![]() ![]() ![]() |
Tarihçe-i Hayat - İlk Hayatı - s.2133 |
Nihayet menhus 31 Mart hadisesi meydana gelir. Şeriat isteyen ve o hadisede ismi karışan on beş kadar hoca idam edilir. Bediüzzaman, onlar mahkeme binasının bahçesinde asılı durdukları ve kendisi de pencereden onları gördüğü bir halde muhakeme olunur. Mahkeme reisi Hurşid Paşa sorar:
"Sen de şeriat istemişsin?"
Bediüzzaman cevap verir:
"Şeriatın bir hakikatine, bin ruhum olsa feda etmeye hazırım. Zira şeriat, sebeb-i saadet ve adalet-i mahz ve fazilettir. Fakat, ihtilâlcilerin isteyişi gibi değil!"
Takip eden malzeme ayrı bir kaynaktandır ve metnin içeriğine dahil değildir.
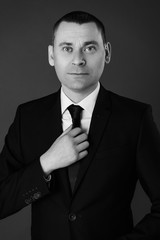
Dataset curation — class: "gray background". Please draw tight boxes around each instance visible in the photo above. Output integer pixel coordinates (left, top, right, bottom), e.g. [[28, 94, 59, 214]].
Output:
[[0, 0, 160, 240]]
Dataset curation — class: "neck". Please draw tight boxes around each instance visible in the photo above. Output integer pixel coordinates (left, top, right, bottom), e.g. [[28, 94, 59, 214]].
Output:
[[62, 83, 98, 103]]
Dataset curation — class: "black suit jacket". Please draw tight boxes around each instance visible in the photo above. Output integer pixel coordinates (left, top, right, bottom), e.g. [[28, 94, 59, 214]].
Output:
[[0, 86, 160, 240]]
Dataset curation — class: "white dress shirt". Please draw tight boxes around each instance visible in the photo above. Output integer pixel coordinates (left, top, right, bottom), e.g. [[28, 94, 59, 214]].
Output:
[[60, 82, 100, 133]]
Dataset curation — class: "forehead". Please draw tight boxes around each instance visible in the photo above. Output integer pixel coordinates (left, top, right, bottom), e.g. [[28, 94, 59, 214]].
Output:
[[55, 22, 103, 44]]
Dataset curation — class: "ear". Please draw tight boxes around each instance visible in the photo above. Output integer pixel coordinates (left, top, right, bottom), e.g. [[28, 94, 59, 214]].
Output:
[[104, 42, 111, 64], [48, 45, 54, 67]]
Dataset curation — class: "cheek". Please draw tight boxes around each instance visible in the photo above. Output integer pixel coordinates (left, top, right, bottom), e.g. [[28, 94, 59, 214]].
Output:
[[90, 57, 105, 75]]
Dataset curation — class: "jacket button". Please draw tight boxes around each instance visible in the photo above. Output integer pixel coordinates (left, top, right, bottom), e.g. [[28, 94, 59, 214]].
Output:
[[33, 192, 41, 200], [68, 213, 77, 222]]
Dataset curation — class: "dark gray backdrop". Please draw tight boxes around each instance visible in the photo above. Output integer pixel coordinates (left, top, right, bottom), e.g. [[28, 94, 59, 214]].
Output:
[[0, 0, 160, 240]]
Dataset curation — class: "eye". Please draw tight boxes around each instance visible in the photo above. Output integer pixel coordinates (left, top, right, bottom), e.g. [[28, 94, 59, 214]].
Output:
[[62, 47, 73, 52], [84, 46, 96, 53]]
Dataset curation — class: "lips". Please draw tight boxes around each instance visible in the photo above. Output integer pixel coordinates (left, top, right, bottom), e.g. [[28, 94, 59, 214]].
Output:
[[68, 73, 89, 75]]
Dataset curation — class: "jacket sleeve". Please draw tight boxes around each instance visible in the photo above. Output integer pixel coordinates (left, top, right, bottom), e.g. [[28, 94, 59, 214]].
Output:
[[0, 107, 49, 218], [118, 106, 160, 240]]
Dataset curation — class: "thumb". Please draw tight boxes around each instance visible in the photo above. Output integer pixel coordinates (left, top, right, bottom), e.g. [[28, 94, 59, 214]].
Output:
[[60, 124, 73, 137]]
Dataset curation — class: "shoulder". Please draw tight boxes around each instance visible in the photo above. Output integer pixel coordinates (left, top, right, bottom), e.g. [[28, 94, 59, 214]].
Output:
[[18, 91, 60, 114], [102, 86, 152, 119], [102, 86, 150, 111]]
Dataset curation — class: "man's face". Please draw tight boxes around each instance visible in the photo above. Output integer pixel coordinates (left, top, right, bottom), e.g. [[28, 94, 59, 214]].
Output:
[[49, 22, 105, 93]]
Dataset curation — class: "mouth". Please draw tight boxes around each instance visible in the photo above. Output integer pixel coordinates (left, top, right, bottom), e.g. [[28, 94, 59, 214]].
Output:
[[68, 73, 89, 76]]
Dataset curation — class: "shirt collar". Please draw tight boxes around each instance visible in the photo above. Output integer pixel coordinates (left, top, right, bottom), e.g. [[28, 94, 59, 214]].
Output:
[[60, 82, 100, 116]]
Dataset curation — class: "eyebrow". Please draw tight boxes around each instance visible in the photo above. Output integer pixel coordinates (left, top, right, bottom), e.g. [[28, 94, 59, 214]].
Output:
[[59, 40, 98, 47]]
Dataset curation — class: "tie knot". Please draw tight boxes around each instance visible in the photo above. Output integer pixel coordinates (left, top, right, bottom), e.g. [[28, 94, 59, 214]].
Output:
[[68, 104, 83, 128]]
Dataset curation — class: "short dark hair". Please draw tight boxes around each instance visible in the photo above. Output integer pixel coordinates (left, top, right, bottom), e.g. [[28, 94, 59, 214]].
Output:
[[52, 11, 106, 43]]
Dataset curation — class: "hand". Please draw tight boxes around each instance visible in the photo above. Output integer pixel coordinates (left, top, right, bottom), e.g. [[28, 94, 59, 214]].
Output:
[[40, 125, 89, 175]]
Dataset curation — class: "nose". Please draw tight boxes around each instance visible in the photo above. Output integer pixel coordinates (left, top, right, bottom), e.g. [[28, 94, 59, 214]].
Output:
[[72, 52, 86, 67]]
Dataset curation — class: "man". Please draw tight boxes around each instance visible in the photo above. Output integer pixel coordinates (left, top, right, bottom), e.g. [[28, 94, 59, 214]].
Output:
[[0, 12, 160, 240]]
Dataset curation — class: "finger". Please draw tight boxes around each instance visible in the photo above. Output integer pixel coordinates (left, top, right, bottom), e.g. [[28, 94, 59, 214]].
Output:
[[60, 124, 72, 137], [76, 141, 89, 153], [78, 150, 88, 161], [69, 127, 82, 137], [74, 133, 88, 144]]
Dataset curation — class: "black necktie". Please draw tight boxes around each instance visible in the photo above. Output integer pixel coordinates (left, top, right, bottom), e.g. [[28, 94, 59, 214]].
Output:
[[68, 104, 82, 192]]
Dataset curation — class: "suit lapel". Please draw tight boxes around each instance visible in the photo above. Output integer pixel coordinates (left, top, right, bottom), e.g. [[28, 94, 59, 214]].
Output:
[[73, 86, 111, 195], [42, 90, 71, 202]]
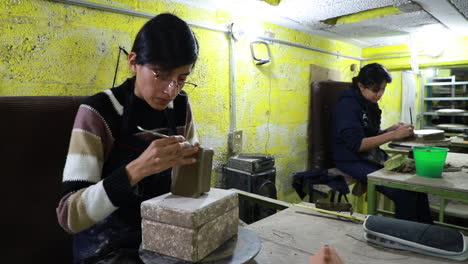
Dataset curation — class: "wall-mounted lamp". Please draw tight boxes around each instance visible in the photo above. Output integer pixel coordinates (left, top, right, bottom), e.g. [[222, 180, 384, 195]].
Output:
[[250, 41, 271, 65]]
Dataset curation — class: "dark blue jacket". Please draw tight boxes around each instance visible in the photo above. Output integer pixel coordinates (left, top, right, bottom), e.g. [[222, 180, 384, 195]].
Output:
[[331, 88, 383, 163]]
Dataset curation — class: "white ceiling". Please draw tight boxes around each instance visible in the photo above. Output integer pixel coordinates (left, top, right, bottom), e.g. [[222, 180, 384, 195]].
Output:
[[178, 0, 468, 47]]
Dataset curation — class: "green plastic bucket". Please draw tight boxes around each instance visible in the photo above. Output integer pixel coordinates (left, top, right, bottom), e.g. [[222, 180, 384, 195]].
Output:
[[413, 146, 449, 178]]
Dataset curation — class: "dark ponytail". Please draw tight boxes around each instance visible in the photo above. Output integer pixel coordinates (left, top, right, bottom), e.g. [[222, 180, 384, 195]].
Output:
[[132, 13, 198, 70], [351, 63, 392, 93]]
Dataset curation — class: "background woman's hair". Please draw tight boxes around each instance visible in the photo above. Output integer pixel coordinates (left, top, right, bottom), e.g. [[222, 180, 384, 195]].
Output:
[[351, 63, 392, 93], [132, 13, 198, 70]]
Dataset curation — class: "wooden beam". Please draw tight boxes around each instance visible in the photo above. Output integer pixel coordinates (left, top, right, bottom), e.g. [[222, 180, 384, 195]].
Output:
[[229, 189, 292, 210]]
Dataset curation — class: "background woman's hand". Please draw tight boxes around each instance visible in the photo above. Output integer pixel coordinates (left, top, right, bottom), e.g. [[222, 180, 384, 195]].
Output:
[[125, 136, 199, 185], [309, 245, 345, 264], [392, 124, 414, 140]]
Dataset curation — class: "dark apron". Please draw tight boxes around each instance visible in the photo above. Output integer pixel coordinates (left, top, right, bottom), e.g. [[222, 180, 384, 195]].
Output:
[[73, 97, 177, 264]]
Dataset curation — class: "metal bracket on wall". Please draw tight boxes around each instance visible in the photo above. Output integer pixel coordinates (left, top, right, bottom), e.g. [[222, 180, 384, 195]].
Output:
[[228, 130, 242, 153], [250, 40, 271, 65]]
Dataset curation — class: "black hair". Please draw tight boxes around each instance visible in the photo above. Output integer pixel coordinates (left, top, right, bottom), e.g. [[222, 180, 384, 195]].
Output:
[[351, 63, 392, 93], [132, 13, 198, 70]]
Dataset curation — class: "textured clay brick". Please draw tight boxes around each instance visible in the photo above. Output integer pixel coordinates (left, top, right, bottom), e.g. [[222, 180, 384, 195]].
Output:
[[141, 188, 239, 262]]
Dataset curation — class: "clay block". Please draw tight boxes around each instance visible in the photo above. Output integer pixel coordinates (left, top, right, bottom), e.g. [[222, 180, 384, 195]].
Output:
[[141, 188, 239, 262], [171, 147, 214, 198]]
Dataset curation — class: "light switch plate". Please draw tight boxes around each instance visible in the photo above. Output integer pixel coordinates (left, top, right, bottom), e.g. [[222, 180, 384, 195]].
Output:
[[228, 130, 242, 153]]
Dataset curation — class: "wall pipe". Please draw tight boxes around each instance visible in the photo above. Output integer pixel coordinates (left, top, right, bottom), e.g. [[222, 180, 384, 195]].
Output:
[[257, 36, 364, 61], [48, 0, 229, 33], [48, 0, 364, 61], [48, 0, 365, 132]]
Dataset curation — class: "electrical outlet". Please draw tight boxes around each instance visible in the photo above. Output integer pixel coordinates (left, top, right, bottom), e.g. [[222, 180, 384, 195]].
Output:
[[228, 130, 242, 153]]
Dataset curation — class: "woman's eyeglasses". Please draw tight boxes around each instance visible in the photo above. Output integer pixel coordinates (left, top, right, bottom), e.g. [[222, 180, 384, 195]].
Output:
[[151, 70, 198, 95]]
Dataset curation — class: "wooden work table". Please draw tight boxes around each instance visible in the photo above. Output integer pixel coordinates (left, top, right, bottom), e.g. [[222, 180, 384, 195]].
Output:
[[246, 203, 460, 264], [367, 152, 468, 230]]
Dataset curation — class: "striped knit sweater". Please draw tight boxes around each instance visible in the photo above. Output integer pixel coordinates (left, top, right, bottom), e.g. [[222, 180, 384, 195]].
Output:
[[57, 78, 196, 260]]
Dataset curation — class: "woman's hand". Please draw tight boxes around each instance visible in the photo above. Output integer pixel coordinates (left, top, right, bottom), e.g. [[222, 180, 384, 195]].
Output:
[[391, 123, 414, 140], [310, 245, 345, 264], [125, 136, 200, 185]]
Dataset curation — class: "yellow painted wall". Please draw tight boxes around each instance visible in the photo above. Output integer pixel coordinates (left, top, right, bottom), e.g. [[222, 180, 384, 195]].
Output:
[[0, 0, 362, 202], [362, 36, 468, 130]]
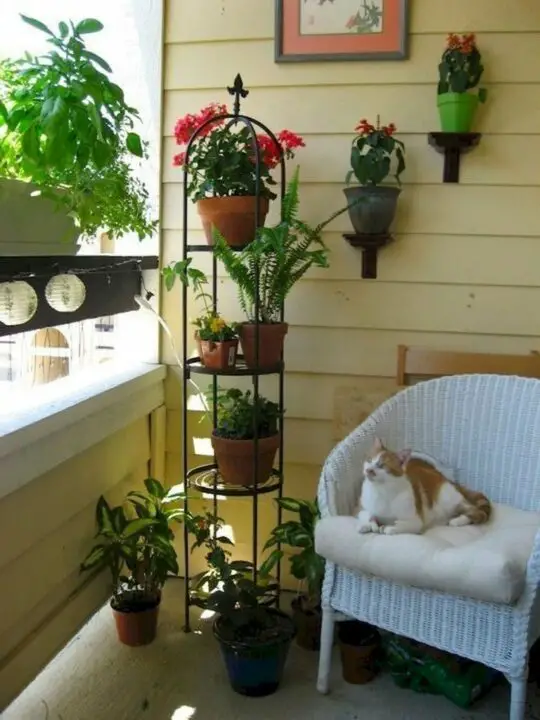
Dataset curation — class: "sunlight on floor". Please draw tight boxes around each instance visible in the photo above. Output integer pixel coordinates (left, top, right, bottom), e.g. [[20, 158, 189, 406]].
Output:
[[171, 705, 197, 720]]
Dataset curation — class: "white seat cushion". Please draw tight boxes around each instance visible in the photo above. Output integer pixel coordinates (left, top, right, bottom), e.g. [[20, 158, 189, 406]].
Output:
[[315, 504, 540, 604]]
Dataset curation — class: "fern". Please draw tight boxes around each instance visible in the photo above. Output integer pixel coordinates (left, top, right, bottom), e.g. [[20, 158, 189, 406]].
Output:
[[214, 168, 347, 323]]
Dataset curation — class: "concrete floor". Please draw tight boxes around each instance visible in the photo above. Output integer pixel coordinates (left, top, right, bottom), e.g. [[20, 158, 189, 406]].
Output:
[[6, 581, 540, 720]]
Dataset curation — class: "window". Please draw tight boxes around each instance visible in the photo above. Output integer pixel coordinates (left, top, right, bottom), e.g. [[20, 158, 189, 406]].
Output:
[[0, 0, 162, 404]]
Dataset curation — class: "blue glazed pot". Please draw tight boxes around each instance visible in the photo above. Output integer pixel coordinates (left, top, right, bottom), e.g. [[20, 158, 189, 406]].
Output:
[[214, 608, 296, 697]]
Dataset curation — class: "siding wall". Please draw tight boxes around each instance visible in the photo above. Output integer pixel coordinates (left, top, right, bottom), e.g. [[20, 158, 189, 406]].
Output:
[[0, 404, 163, 714], [163, 0, 540, 576]]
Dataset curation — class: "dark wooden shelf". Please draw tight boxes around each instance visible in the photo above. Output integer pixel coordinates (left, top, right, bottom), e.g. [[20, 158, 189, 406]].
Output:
[[343, 233, 393, 280], [428, 132, 482, 183]]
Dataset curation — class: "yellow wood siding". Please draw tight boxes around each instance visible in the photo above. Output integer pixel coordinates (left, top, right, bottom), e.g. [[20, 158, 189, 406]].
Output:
[[163, 0, 540, 580], [0, 417, 151, 710]]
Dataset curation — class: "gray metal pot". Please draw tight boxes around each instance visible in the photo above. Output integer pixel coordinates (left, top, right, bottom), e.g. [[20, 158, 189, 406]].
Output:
[[0, 178, 80, 257], [343, 185, 401, 235]]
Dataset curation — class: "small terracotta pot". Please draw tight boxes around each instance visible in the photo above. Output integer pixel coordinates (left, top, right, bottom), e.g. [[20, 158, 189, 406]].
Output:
[[197, 195, 270, 247], [238, 323, 289, 368], [198, 340, 238, 370], [111, 600, 161, 647], [211, 433, 280, 487]]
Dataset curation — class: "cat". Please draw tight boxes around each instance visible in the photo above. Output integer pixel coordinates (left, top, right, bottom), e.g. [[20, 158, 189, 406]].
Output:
[[358, 438, 491, 535]]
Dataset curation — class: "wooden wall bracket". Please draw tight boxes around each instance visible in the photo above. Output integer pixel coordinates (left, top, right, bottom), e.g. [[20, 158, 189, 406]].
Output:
[[428, 132, 482, 182], [343, 233, 393, 280]]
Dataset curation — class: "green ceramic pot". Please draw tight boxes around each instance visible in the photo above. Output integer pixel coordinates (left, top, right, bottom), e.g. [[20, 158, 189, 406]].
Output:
[[437, 93, 478, 132]]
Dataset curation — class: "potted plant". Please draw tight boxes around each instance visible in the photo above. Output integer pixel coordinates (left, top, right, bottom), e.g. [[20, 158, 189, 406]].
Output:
[[208, 388, 281, 487], [437, 33, 487, 132], [214, 168, 346, 369], [163, 258, 238, 370], [263, 497, 325, 650], [0, 15, 156, 254], [338, 620, 381, 685], [186, 513, 295, 697], [81, 478, 183, 647], [344, 115, 405, 235], [173, 103, 304, 247]]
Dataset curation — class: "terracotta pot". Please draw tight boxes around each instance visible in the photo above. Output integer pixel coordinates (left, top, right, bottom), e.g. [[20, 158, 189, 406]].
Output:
[[197, 195, 269, 247], [111, 598, 161, 647], [291, 597, 322, 650], [238, 323, 289, 368], [338, 620, 380, 685], [198, 340, 238, 370], [211, 433, 280, 487]]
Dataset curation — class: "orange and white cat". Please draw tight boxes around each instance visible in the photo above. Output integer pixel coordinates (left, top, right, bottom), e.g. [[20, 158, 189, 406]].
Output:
[[358, 438, 491, 535]]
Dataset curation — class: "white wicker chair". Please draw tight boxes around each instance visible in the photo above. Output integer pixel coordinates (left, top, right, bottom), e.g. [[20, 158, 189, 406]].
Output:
[[317, 375, 540, 720]]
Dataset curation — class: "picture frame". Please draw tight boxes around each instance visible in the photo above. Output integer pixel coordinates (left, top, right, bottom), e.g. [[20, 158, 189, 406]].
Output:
[[275, 0, 409, 63]]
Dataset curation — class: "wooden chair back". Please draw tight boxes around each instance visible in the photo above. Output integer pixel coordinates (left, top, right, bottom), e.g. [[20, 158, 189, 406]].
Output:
[[396, 345, 540, 386]]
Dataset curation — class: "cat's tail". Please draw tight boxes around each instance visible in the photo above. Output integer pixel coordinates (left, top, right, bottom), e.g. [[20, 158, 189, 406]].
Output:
[[451, 485, 492, 525]]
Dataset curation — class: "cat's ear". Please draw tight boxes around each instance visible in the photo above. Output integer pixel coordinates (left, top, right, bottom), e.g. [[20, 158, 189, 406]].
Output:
[[396, 448, 412, 467]]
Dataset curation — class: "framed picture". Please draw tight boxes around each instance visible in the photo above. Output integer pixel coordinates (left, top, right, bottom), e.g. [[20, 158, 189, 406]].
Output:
[[275, 0, 409, 62]]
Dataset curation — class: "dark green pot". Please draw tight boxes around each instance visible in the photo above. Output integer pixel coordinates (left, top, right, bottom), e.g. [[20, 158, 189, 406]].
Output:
[[343, 185, 401, 235], [437, 93, 478, 132], [213, 608, 296, 697]]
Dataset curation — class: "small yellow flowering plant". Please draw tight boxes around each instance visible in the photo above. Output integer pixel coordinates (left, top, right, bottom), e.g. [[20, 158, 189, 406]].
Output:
[[193, 308, 238, 342], [163, 258, 238, 342]]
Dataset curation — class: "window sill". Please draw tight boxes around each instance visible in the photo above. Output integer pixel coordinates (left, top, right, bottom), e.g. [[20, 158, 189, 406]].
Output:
[[0, 363, 165, 498]]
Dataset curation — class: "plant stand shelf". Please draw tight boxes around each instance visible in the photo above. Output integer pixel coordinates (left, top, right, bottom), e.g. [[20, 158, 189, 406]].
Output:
[[428, 132, 482, 183], [343, 233, 393, 280]]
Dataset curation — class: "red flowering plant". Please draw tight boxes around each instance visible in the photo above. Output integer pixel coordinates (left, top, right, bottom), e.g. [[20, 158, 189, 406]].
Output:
[[173, 103, 305, 201], [437, 33, 487, 102], [347, 115, 405, 186]]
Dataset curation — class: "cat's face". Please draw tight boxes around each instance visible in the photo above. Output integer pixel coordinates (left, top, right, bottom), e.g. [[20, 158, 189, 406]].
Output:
[[364, 438, 411, 483]]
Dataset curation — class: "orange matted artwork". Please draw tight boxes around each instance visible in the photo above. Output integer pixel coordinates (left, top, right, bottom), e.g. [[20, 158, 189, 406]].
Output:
[[276, 0, 409, 62]]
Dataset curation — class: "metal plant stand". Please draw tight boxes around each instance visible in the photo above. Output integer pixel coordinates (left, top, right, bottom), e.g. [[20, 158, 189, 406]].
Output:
[[182, 75, 286, 632]]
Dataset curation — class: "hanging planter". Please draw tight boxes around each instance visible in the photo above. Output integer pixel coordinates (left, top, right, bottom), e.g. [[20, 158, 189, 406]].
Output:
[[173, 103, 304, 248], [344, 116, 405, 235], [437, 33, 487, 133]]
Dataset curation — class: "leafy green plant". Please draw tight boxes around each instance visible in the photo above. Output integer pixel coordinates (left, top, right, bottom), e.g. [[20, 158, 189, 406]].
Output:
[[81, 478, 184, 611], [437, 33, 487, 102], [185, 512, 277, 637], [346, 115, 405, 186], [214, 168, 347, 323], [207, 388, 282, 440], [162, 257, 238, 342], [0, 15, 156, 239], [261, 497, 324, 609]]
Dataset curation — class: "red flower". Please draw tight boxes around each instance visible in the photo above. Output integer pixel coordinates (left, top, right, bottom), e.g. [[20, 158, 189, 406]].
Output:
[[174, 103, 227, 145], [253, 135, 281, 170], [173, 153, 186, 167], [354, 118, 375, 135], [277, 130, 306, 151]]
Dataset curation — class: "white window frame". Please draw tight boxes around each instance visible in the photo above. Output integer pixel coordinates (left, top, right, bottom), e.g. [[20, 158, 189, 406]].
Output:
[[0, 0, 166, 499]]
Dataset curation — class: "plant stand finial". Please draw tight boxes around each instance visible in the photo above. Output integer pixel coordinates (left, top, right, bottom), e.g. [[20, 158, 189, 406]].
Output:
[[227, 73, 249, 115]]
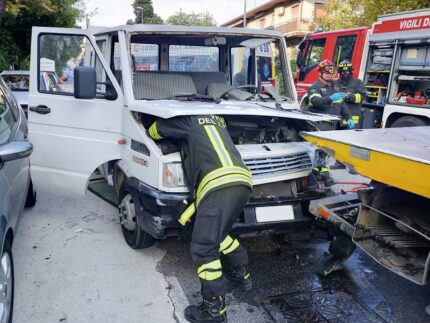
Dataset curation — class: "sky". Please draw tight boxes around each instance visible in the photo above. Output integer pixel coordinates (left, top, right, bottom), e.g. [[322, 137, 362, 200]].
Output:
[[82, 0, 269, 26]]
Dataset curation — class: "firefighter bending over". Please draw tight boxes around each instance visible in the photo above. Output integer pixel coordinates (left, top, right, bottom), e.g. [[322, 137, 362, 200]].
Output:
[[148, 115, 252, 322]]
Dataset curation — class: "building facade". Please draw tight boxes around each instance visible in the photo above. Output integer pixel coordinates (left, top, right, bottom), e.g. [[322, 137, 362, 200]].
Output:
[[221, 0, 328, 54]]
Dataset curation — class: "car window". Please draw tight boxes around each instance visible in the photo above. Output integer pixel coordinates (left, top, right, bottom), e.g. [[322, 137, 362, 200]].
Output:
[[130, 43, 159, 72], [0, 88, 15, 145], [169, 45, 219, 72], [305, 38, 325, 66], [3, 75, 30, 91], [230, 47, 251, 86], [38, 34, 112, 95], [333, 35, 357, 65]]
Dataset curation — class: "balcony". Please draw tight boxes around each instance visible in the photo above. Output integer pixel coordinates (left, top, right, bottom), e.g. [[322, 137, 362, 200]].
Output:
[[275, 18, 312, 38]]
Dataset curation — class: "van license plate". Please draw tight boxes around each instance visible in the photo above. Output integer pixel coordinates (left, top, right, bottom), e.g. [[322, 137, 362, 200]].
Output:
[[255, 205, 294, 222]]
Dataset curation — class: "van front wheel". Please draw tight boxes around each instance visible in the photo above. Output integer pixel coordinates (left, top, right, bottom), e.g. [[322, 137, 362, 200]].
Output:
[[119, 188, 155, 249]]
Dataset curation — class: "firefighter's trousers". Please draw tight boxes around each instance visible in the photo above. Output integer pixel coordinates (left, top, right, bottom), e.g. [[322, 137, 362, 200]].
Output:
[[191, 185, 251, 298]]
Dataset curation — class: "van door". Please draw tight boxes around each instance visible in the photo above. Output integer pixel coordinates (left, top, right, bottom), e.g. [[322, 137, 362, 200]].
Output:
[[28, 27, 124, 195]]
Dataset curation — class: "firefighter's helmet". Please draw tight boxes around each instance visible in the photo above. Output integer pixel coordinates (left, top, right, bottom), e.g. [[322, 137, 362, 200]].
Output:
[[317, 59, 336, 74], [337, 59, 353, 74]]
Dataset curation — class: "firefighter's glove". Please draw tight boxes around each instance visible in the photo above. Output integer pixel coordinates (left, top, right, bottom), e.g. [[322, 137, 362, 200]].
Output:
[[330, 92, 345, 103], [344, 93, 355, 103]]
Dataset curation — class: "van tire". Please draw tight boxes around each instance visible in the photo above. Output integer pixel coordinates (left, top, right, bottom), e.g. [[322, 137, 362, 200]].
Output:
[[118, 185, 155, 249], [390, 116, 429, 128], [25, 179, 37, 207]]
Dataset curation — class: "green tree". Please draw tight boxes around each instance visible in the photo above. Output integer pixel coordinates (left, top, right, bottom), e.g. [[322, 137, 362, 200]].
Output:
[[0, 0, 6, 23], [166, 9, 216, 26], [0, 0, 85, 70], [312, 0, 429, 30], [131, 0, 164, 25]]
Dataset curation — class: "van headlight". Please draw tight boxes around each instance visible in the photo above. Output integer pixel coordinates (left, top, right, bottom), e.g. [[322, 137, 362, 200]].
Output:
[[163, 163, 185, 188]]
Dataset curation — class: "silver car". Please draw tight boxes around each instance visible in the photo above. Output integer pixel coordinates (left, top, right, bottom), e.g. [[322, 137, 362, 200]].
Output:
[[0, 78, 36, 323]]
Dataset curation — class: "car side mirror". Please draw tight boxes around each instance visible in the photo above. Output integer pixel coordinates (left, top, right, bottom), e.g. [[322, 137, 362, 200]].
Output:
[[73, 66, 97, 99], [0, 141, 33, 162]]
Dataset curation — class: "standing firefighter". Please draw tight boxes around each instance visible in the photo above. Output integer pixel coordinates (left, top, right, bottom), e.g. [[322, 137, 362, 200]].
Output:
[[308, 59, 354, 186], [308, 59, 354, 130], [148, 115, 252, 322], [334, 60, 367, 128]]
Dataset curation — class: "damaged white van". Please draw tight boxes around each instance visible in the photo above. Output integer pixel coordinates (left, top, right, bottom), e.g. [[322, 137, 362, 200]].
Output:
[[29, 25, 333, 248]]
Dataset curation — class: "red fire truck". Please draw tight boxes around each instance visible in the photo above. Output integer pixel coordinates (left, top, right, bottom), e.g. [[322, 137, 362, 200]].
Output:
[[295, 9, 430, 128]]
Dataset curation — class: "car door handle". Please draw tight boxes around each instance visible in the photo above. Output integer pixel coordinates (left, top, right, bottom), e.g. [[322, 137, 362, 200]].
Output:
[[29, 105, 51, 114]]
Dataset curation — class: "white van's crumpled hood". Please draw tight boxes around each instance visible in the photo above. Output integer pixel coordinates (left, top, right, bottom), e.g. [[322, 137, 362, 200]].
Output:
[[130, 100, 338, 122]]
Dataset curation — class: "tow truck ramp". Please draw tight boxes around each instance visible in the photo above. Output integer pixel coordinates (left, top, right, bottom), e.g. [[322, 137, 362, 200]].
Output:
[[302, 127, 430, 285]]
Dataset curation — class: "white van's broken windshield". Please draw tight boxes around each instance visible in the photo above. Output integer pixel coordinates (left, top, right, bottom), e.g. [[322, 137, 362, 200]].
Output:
[[129, 33, 293, 102]]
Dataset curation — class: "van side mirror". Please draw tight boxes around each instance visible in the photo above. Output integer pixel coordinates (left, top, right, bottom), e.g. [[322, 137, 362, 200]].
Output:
[[0, 141, 33, 162], [73, 66, 97, 99], [296, 50, 302, 68]]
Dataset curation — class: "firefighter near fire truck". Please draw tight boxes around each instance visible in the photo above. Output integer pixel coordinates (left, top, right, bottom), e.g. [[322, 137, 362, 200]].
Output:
[[334, 60, 367, 128], [308, 59, 355, 186], [148, 115, 252, 322]]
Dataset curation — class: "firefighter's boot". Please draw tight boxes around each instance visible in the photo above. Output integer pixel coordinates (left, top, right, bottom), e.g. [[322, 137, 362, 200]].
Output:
[[185, 296, 227, 323], [312, 167, 335, 187], [225, 265, 252, 292]]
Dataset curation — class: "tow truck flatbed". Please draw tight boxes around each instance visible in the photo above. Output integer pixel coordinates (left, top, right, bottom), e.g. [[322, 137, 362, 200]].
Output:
[[302, 127, 430, 198]]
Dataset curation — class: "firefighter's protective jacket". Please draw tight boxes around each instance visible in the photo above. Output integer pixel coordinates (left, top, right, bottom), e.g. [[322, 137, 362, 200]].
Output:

Bediüzzaman'ın divan-ı harpteki bu kahramanca müdafaası, o zaman iki defa tab edilip neşredilmiştir. O dehşetli mahkemeden idamını beklerken beraat etmiş ve mahkemeye teşekkür etmeyerek, yolda Bayezid'den tâ Sultanahmed'e kadar, arkasında kalabalık bir halk kitlesi mevcut olduğu halde, "Zalimler için yaşasın Cehennem! Zalimler için yaşasın Cehennem!" nidâlarıyla ilerlemiştir.
Divan-ı harpteki müdafaasının bir kısmı bu Tarihçe-i Hayat'ta yazılmıştır. Tâ ki 31 Mart hadisesinin içyüzü ve Bediüzzaman'ın kahramanca müdafaası bir derece anlaşılabilsin.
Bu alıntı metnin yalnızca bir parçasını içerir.